En Jordanie, plus de 6.000 Syriens ont été enregistrés auprès du HCR depuis mars 2011, et 2.500 autres attendent d'être enregistrés. Ce chiffre devrait augmenter significativement car le HCR et ses partenaires étendent la portée de leurs efforts et le niveau d'assistance aux Syriens. De nombreux réfugiés sont arrivés en ayant des ressources limitées pour couvrir leurs besoins fondamentaux. Ceux qui pouvaient initialement avoir recours à leur épargne personnelle ou à l'aide de familles d'accueil ont désormais besoin d'une assistance accrue. Des projets à impact rapide pour les communautés locales et la distribution d'articles de secours sont actuellement menés, alors que des programmes d'aide financière en espèces vont bientôt être lancés.

« Au Liban, l'enregistrement des réfugiés est mené conjointement avec les autorités. Comme en Jordanie, de nombreux réfugiés se trouvent dans une situation précaire, avec peu ou pas de ressources financières pour subvenir à leurs besoins.
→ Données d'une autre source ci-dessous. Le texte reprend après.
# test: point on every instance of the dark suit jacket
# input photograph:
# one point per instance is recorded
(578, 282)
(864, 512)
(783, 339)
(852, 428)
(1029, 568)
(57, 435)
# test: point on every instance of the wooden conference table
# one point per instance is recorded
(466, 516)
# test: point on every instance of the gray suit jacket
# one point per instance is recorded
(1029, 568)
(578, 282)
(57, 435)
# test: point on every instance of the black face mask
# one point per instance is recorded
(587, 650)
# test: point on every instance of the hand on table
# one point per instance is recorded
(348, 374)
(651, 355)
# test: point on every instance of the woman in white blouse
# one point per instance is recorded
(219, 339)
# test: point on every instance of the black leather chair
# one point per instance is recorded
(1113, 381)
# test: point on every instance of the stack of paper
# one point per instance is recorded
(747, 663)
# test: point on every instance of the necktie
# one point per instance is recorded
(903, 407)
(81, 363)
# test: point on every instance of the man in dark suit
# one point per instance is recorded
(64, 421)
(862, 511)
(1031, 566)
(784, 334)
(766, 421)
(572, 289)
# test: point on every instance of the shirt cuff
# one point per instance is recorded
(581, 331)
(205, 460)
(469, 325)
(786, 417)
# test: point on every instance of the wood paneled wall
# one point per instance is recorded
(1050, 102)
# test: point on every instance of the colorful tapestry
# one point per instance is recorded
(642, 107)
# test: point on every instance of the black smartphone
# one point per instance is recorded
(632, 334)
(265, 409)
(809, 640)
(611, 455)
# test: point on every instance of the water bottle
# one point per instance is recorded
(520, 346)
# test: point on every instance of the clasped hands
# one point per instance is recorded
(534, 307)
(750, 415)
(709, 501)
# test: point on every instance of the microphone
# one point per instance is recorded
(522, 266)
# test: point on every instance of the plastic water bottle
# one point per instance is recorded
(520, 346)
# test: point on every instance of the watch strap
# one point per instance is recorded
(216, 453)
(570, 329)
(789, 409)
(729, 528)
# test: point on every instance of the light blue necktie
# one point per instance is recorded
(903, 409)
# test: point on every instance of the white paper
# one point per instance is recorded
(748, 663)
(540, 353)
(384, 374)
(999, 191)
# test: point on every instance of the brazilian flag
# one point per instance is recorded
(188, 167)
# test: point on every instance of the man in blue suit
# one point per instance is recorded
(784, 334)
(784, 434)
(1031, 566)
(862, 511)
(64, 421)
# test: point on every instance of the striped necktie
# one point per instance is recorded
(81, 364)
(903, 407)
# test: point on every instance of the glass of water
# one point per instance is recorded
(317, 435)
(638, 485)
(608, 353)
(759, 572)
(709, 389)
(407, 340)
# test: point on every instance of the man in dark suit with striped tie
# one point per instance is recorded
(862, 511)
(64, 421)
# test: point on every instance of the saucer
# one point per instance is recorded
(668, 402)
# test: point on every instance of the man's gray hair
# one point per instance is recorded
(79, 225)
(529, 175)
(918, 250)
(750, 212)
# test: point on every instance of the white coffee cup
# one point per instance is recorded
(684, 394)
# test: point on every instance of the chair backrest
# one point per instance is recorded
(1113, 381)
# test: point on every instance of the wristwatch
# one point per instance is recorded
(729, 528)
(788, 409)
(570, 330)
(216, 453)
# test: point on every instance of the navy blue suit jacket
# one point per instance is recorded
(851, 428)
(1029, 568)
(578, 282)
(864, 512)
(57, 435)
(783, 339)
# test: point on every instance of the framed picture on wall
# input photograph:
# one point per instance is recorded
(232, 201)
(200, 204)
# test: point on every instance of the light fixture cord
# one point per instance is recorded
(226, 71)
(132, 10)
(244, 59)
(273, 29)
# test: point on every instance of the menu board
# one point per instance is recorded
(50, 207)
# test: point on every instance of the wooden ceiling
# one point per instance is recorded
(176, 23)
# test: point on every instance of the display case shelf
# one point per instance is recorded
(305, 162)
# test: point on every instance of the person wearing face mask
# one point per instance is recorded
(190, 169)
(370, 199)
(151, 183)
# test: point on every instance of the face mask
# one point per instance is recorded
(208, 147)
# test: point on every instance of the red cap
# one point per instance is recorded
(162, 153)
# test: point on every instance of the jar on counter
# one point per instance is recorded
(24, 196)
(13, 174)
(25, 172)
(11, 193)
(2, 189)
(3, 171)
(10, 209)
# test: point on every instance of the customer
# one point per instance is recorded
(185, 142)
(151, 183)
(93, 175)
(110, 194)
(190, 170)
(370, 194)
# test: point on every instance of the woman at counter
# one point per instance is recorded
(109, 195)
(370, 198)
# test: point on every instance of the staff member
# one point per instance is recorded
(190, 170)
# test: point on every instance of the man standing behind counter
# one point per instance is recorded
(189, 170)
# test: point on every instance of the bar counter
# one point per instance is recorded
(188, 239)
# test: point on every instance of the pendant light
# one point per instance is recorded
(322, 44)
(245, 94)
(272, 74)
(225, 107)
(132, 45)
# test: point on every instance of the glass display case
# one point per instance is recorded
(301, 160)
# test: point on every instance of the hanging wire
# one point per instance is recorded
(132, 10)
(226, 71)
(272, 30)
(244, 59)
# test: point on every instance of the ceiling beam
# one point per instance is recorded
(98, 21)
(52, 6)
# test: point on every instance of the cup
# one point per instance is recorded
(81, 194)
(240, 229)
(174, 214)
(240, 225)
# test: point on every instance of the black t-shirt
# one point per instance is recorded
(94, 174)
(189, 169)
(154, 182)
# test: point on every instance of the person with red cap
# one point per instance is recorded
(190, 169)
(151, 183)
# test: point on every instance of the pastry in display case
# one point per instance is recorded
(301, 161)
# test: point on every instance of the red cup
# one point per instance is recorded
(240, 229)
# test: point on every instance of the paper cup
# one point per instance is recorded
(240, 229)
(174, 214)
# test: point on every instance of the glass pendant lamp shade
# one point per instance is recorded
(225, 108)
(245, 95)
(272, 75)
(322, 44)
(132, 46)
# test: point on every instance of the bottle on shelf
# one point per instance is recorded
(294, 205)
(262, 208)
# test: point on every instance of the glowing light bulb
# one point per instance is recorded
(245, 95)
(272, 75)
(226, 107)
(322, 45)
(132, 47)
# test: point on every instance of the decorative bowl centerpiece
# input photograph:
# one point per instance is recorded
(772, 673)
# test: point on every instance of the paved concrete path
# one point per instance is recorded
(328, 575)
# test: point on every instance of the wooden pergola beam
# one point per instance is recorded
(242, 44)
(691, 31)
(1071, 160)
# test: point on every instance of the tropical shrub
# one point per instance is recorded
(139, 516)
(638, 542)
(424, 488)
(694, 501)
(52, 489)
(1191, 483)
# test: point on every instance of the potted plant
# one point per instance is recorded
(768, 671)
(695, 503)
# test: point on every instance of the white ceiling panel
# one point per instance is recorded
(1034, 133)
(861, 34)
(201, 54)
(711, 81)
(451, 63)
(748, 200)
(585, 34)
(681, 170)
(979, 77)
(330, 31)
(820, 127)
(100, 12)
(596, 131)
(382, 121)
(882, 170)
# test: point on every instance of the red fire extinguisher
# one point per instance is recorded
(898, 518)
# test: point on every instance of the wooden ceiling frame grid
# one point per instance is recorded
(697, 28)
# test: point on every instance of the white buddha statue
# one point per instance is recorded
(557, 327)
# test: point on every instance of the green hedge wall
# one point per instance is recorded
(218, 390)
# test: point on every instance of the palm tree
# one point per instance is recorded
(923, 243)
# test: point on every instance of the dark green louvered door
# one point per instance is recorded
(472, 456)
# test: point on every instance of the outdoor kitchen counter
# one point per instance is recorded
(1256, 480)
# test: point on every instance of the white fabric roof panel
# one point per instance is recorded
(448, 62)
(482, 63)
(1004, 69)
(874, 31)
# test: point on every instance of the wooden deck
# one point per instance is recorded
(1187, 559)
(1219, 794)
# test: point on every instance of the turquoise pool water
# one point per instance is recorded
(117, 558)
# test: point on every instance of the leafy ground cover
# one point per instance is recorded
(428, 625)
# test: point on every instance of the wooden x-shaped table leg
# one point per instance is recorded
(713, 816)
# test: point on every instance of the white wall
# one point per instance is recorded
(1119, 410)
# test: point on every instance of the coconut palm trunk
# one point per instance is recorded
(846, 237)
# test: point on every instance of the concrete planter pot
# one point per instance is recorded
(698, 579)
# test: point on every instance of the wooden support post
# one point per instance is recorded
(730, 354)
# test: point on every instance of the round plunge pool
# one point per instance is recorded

Le HCR et ses partenaires travaillent avec le gouvernement libanais et les autorités locales pour assurer que les besoins des réfugiés et des communautés affectées sont couverts. Plus de 16.000 réfugiés, y compris 8.000 d'entre eux enregistrés dans le nord du pays, reçoivent actuellement une aide », a dit Adrian Edwards.

En Turquie, 17.000 Syriens sont actuellement enregistrés auprès des autorités, qui ont déjà établi neuf installations pour accueillir des réfugiés, y compris 8 campements de tentes et une cité de containers aménagés en logements à Kilis pour faire face à l'afflux. Le plan identifie un besoin pour améliorer l'aide du gouvernement turc si nécessaire, alors que le gouvernement a assumé la responsabilité de porter assistance, de fournir un abri et d'assurer la protection des réfugiés dans les camps. De plus, pour les réfugiés qui étaient précédemment hébergés en Syrie, comme les réfugiés iraquiens qui vivent désormais en milieu urbain, le plan préconise une stratégie pour les enregistrer et leur venir en aide.

L'Iraq a récemment vu un nombre croissant d'arrivants syriens. Les nombres exacts sont en cours d'évaluation. Le HCR et ses partenaires ont commencé à porter assistance à ces réfugiés, en étroite coopération avec les autorités.

« Parallèlement, en Syrie, le HCR et ses partenaires continuent à porter assistance à environ 110.000 réfugiés enregistrés dans différentes régions du pays », a indiqué M. Edwards.